Astronom menggunakan Teleskop Luar Angkasa James Webb telah membuat penemuan yang sangat menarik. Mereka menemukan bukti yang mungkin menjadi tanda kehidupan di luar tata surya kita. Tim yang dipimpin oleh Profesor Nikku Madhusudhan dari Universitas Cambridge telah mengidentifikasi tanda kimia dari dimetil sulfida (DMS) dan dimetil disulfida (DMDS) di atmosfer planet K2-18b. Planet ini terletak sekitar 124 tahun cahaya dari Bumi, di konstelasi Leo.

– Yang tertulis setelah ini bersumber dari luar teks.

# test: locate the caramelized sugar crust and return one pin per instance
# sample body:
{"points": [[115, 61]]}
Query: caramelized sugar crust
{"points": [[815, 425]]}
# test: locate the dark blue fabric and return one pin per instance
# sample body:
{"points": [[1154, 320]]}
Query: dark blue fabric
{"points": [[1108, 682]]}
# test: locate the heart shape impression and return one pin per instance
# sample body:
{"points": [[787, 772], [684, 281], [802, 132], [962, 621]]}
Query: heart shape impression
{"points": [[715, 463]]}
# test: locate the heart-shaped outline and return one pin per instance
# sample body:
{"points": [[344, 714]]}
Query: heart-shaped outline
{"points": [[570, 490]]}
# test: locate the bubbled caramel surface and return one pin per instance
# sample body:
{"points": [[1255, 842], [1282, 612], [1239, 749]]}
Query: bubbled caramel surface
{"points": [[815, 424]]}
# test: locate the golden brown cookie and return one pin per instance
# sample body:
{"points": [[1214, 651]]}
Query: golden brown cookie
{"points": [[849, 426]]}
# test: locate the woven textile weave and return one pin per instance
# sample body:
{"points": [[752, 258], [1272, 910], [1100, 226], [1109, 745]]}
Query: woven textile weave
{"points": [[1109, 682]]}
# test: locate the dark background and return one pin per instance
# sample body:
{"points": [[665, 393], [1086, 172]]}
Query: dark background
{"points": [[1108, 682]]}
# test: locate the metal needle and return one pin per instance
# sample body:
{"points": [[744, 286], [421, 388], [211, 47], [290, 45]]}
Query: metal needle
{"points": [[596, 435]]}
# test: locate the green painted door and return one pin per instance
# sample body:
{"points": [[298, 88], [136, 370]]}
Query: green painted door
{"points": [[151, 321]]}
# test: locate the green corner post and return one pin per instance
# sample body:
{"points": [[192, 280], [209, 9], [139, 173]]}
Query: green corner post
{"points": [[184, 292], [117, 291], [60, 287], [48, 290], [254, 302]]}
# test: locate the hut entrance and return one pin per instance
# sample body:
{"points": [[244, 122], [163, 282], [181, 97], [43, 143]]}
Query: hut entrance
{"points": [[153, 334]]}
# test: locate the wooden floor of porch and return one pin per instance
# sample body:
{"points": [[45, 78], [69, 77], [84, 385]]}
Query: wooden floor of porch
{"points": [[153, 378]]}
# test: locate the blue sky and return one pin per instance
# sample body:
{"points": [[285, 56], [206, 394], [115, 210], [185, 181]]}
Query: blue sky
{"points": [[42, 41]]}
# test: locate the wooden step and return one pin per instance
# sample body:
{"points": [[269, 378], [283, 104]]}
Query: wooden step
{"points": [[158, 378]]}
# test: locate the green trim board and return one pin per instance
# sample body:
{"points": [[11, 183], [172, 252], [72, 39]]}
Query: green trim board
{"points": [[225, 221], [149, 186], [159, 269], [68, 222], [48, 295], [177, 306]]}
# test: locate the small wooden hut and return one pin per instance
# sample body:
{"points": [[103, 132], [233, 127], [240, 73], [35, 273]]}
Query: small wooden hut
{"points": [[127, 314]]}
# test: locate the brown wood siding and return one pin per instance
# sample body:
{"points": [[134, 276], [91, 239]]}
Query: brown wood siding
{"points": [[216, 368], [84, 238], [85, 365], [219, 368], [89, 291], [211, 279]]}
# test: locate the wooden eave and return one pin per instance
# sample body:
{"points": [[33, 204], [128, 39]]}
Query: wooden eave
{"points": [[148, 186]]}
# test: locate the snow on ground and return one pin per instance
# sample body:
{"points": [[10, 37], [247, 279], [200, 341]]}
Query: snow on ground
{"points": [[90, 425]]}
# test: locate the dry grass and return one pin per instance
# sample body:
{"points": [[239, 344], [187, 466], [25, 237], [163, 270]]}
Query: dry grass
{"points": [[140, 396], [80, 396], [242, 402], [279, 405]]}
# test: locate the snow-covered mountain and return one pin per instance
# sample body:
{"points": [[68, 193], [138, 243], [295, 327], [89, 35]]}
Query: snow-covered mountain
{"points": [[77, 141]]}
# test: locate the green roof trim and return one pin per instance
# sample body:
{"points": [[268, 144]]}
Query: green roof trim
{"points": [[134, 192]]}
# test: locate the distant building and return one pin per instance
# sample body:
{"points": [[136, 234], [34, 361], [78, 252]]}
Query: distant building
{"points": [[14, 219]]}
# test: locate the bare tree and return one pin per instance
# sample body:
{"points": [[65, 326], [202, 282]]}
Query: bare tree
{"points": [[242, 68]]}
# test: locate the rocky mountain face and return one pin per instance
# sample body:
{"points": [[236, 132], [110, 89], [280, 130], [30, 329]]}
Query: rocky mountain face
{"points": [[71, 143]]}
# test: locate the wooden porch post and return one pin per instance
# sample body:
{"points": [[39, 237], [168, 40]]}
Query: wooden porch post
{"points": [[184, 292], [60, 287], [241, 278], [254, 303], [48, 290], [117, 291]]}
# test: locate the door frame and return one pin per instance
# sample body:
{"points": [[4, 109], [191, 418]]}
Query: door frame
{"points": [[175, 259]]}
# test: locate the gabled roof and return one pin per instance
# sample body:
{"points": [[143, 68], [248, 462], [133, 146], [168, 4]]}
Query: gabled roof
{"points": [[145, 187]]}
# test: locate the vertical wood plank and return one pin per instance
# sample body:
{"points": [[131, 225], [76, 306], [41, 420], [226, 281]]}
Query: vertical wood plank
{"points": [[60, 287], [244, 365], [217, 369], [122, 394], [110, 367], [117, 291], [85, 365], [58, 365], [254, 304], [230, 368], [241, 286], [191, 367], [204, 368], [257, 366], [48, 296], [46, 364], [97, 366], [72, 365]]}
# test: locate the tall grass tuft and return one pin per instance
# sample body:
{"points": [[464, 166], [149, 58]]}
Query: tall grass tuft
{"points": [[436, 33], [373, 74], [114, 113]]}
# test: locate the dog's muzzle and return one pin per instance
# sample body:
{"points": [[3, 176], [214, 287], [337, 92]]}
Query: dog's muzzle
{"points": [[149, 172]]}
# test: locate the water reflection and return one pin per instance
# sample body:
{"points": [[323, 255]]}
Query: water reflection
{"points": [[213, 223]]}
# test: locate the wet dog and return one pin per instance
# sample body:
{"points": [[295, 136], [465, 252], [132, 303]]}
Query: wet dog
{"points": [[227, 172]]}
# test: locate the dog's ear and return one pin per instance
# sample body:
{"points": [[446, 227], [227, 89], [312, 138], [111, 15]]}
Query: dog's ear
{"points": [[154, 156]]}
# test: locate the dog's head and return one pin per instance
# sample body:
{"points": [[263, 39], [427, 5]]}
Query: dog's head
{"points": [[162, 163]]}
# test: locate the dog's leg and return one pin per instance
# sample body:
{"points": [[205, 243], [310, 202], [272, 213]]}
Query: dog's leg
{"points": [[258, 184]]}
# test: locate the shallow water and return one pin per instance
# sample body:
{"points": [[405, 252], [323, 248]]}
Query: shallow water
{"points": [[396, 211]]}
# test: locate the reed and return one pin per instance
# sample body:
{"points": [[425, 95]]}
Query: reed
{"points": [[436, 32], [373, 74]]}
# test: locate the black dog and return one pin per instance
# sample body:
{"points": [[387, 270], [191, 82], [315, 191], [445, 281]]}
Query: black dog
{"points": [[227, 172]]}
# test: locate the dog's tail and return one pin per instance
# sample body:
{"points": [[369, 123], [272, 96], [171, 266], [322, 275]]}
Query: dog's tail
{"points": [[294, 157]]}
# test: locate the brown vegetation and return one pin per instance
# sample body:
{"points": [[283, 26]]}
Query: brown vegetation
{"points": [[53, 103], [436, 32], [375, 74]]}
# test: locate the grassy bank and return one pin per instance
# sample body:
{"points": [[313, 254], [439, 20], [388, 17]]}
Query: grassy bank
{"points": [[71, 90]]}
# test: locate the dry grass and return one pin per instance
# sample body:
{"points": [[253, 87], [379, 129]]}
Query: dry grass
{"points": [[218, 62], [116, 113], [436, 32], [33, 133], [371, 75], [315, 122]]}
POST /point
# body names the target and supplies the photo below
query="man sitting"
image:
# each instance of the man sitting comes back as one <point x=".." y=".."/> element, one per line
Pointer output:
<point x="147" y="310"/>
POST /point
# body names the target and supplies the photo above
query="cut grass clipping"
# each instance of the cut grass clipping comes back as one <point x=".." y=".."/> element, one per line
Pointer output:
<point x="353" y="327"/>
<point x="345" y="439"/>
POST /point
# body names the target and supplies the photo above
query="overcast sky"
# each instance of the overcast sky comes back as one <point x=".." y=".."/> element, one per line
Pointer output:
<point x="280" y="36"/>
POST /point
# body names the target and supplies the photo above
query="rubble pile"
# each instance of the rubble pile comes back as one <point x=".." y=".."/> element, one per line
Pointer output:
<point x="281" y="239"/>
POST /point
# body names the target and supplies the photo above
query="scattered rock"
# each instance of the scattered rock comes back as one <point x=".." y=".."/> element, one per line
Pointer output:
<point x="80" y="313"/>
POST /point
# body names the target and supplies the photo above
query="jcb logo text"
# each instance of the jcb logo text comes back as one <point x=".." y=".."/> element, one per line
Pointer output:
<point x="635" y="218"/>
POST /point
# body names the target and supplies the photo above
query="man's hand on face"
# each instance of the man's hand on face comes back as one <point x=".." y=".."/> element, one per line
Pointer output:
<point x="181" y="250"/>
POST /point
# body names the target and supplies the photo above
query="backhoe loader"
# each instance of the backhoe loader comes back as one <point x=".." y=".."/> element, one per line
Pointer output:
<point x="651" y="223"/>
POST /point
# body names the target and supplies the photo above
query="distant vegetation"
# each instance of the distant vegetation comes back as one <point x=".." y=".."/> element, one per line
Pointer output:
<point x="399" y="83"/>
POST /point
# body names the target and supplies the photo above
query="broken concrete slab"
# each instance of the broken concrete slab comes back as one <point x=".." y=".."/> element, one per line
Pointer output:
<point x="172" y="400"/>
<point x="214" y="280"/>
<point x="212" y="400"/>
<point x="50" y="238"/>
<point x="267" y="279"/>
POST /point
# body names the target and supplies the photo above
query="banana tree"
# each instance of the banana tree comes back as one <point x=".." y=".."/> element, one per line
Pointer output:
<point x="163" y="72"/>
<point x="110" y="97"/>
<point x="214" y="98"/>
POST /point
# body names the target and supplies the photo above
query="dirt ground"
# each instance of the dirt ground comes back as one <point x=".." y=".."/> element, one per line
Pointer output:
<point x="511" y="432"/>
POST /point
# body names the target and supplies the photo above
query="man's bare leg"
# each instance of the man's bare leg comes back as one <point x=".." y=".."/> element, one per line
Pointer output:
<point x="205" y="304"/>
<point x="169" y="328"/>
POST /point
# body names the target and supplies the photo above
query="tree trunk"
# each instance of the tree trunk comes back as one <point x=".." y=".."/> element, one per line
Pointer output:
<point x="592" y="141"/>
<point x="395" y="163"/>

Penemuan ini sangat penting karena di Bumi, senyawa-senyawa sulfur ini hanya dihasilkan oleh organisme hidup, terutama fitoplankton laut dan bakteri. K2-18b memiliki ukuran sekitar 2,6 kali lebih lebar dan 8,6 kali lebih berat daripada Bumi. Planet ini juga mengorbit di zona layak huni bintangnya—daerah di mana kondisi mungkin memungkinkan adanya air cair.
Sebelumnya, pengamatan telah menunjukkan bahwa K2-18b mungkin merupakan "dunia Hycean" yang memiliki atmosfer kaya hidrogen dan mungkin memiliki lautan yang luas. Para peneliti memperkirakan bahwa konsentrasi gas-gas ini di atmosfer K2-18b adalah ribuan kali lebih besar daripada yang kita amati di Bumi. Jika benar, ini bisa menunjukkan adanya kehidupan mikroba yang melimpah. Namun, tim ilmiah menekankan pentingnya hati-hati, karena proses kimia yang tidak diketahui juga bisa menjelaskan keberadaan molekul-molekul ini.
Penemuan ini merupakan momen penting dalam pencarian kehidupan di luar angkasa. Ini menunjukkan bahwa sekarang kita bisa mendeteksi tanda-tanda kehidupan yang mungkin ada di planet-planet dalam zona layak huni menggunakan teknologi yang ada saat ini. Tim peneliti berencana untuk melakukan pengamatan tambahan untuk mengonfirmasi temuan ini. Profesor Madhusudhan menyarankan bahwa mereka bisa memverifikasi sinyal tersebut dalam satu hingga dua tahun ke depan.
Meskipun penemuan ini tidak membuktikan secara definitif adanya kehidupan asing, ini merupakan langkah maju yang signifikan dalam astrobiologi pengamatan. Ini membawa kita lebih dekat dari sebelumnya untuk menjawab salah satu pertanyaan paling mendalam umat manusia: Apakah kita sendirian di alam semesta?